Com a saída do PMDB, base aliada do governo fica mais enxuta.

Com a confirmação da saída do PMDB do governo nesta terça-feira (29), a base aliada da presidente Dilma Rousseff ficará mais enxuta: sem contar o PT, restarão ainda seis partidos apoiando o governo. O PRB já deixou a base governista.

A menor quantidade de legendas coligadas ao governo se traduz na redução da representatividade dos membros.
Depois do PT, que conta com 58 deputados e 12 senadores, a legenda com o maior número de deputados é o Partido Progressista, com 49 membros na Câmara e senadores, mas que ameaça deixar a base aliada em uma assembleia marcada para quarta-feira (30), seguindo o rastro do PMDB.

Sem o PMDB, a base aliada do governo conta com: 216 dos 513 membros da Câmara dos Deputados

26 dos 81 membros do Senado

26 dos 65 deputados que compõem a comissão do impeachment

Para efeitos de comparação, em 1º de janeiro de 2014, a base aliada do governo compunha a maioria da Câmara e do Senado, com 304 deputados e 47 senadores.

Números do impeachment

O governo precisa de 171 votos contrários na Câmara dos Deputados para barrar o impeachment. Para que o processo avance, são necessários no mínimo 320 votos favoráveis, o que representa dois terços da Câmara. No Senado, também é preciso dois terços de votos favoráveis para que o processo continue --ou seja, 54 senadores devem apoiar o impeachment.

É preciso lembrar que, apesar de um partido fazer parte da base aliada, não há garantia de fidelidade por parte dos seus membros na hora de uma votação. Ou seja, os 216 deputados que compõem hoje a base do governo na Câmara não significam o mesmo número de votos contrários ao impeachment.
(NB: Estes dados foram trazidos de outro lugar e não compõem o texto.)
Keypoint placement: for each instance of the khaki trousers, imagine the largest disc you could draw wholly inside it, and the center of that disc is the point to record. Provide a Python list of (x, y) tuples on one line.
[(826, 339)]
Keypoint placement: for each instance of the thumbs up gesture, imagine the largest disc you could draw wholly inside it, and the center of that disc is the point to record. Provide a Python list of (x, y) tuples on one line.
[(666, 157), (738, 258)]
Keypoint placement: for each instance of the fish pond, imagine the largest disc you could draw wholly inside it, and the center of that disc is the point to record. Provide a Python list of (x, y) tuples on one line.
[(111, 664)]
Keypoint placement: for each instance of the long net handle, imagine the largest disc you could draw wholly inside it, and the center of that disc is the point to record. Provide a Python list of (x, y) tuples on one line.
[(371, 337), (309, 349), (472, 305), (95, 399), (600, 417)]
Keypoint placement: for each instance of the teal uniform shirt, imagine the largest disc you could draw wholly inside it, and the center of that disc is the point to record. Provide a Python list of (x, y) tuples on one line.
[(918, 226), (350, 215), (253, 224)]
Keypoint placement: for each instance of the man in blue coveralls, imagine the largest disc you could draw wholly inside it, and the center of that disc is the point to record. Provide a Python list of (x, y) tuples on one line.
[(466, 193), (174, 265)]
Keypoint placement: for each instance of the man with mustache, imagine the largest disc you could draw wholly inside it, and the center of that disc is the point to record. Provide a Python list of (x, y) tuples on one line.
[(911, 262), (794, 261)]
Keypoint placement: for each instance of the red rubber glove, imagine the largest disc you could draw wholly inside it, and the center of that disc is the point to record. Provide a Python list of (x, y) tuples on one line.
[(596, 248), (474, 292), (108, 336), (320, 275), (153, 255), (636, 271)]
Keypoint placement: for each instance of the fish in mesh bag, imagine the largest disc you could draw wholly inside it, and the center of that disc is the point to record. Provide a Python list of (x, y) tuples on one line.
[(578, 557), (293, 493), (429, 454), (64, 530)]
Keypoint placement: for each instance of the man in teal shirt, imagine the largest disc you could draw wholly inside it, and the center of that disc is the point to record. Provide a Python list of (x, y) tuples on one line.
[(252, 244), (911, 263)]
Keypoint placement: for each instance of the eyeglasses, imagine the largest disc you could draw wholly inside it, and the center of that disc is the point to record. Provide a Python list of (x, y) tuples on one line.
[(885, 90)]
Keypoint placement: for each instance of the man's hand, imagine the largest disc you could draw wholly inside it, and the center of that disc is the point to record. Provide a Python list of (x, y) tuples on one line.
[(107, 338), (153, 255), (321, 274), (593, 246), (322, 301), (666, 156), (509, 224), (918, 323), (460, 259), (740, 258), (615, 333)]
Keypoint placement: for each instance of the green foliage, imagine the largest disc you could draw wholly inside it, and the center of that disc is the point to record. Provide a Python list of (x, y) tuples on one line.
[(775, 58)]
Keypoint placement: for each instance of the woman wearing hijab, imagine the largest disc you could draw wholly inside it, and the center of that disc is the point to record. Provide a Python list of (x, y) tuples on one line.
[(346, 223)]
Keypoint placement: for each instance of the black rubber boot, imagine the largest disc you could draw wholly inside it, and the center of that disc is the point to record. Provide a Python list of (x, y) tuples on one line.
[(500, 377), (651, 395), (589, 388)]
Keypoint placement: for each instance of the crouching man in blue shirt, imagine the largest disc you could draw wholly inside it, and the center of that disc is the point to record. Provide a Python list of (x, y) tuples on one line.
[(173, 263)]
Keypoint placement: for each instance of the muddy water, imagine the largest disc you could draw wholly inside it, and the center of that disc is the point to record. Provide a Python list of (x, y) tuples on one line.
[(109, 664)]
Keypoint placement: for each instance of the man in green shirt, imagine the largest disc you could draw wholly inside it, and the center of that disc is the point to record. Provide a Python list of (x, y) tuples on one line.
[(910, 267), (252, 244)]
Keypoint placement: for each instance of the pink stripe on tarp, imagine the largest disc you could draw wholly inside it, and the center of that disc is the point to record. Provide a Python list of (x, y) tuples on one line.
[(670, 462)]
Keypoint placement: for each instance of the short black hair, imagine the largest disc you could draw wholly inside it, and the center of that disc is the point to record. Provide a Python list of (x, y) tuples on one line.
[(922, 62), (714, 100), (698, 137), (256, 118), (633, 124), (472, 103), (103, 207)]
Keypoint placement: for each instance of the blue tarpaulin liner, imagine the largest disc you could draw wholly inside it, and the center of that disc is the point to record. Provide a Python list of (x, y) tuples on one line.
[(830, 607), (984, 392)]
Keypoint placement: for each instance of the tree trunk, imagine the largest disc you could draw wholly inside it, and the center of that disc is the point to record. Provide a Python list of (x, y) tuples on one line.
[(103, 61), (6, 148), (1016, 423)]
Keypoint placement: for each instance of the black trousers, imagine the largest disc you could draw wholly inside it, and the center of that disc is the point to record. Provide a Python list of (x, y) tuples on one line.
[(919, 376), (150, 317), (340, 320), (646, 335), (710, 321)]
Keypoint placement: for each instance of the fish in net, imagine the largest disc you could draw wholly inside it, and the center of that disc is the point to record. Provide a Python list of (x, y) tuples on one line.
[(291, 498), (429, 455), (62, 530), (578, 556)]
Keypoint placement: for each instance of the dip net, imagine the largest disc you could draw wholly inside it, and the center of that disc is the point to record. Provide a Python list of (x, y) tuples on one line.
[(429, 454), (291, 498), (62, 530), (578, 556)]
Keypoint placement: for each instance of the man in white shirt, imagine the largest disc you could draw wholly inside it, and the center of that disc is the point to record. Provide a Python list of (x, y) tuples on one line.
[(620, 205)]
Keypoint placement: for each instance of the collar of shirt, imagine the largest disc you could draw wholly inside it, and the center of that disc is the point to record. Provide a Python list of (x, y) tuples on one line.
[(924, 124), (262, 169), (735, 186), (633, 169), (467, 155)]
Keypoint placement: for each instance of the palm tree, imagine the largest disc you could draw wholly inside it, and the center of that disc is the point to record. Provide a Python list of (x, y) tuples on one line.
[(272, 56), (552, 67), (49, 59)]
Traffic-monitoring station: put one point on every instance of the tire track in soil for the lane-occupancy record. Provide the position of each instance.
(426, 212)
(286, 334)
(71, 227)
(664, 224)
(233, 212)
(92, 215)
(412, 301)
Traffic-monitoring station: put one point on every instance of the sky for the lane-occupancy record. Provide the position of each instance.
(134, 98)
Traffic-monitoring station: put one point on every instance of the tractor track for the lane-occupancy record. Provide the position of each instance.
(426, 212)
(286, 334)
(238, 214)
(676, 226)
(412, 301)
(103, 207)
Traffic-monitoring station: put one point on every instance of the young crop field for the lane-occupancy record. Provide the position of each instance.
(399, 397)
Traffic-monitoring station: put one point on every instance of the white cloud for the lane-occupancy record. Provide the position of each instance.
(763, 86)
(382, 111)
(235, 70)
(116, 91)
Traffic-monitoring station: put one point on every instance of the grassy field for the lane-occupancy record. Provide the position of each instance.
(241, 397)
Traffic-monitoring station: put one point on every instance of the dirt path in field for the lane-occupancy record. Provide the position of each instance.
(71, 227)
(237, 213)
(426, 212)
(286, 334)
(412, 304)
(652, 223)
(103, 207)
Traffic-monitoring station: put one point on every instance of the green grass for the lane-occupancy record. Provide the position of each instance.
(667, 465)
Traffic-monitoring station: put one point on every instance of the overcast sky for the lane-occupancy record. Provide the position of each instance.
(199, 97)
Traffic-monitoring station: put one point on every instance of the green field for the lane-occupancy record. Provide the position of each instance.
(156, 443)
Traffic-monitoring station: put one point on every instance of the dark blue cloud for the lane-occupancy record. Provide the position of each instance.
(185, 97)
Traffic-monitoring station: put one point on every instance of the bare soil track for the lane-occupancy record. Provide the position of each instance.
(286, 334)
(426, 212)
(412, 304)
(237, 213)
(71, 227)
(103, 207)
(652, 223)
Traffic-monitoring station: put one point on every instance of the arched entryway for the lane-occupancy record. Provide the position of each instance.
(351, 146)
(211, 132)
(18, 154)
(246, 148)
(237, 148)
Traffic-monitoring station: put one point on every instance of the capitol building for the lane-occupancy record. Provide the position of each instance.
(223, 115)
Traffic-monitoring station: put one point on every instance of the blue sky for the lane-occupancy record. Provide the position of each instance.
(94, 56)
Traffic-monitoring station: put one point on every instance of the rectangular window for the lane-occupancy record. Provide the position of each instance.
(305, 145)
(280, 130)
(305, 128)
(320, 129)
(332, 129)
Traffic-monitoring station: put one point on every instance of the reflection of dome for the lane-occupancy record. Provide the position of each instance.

É o caso do PSD, que já liberou a bancada para votar como quiser na questão do impeachment.

Por outro lado, os representantes do PCdoB e PDT, principais aliados do PT, devem votar em peso contra o impeachment.

PT (PARTIDO DOS TRABALHADORES)

O partido da presidente Dilma Rousseff conta com a maior bancada na Câmara: são 58 deputados em exercício. O PT possui também 12 senadores e quatro ministérios, além de ocupar duas secretarias (Comunicação e Governo) e três órgãos (Advocacia Geral da União, Casa Civil e Controladoria Geral da União) com status de ministério.

PP (PARTIDO PROGRESSISTA)

Com a saída do PMDB, o Partido Progressista, que é a quarta maior legenda do Brasil, só fica atrás do PT na base aliada. Com 49 deputados em exercício e somente um ministério (Integração Nacional), o PP conta com cinco deputados na comissão do impeachment, entre eles Paulo Maluf. O partido também ocupa seis cadeiras no Senado.

PR (PARTIDO DA REPÚBLICA)

Com 40 deputados em exercício (quatro deles na comissão do impeachment) e quatro senadores, o PR é o partido de Tiririca, eleito deputado em 2014 com mais de 1 milhão de votos. O Partido da República ocupa também o Ministério dos Transportes.

PSD (PARTIDO SOCIAL DEMOCRÁTICO)

Com 31 cadeiras na Câmara dos Deputados e com quatro integrantes na comissão do impeachment --entre eles o presidente da comissão, Rogério Rosso (foto)-- o Partido Social Democrático é um dos principais membros da base aliada. O PSD ocupa três cadeiras no Senado e apenas um ministério, o das Cidades, dirigido por Gilberto Kassab.

PDT (PARTIDO DEMOCRATICO TRABALHISTA)

Fundado na década de 1970, o PDT possui atualmente 20 deputados em exercício, sendo que dois deles são titulares na comissão do impeachment. Com quatro senadores --entre eles, Telmário Mota (foto), relator do pedido de cassação de Delcídio do Amaral (sem partido-MS)-- a legenda também ocupa o Ministério das Comunicações.

PC do B (PARTIDO COMUNISTA DO BRASIL)

Fundado em 1922, o PC do B possui atualmente 13 deputados em exercício, mas apenas um deles é titular na comissão do impeachment. O partido conta com apenas uma cadeira no Senado. A sigla ocupa o Ministério da Defesa e assumiu recentemente o Ministério do Esporte.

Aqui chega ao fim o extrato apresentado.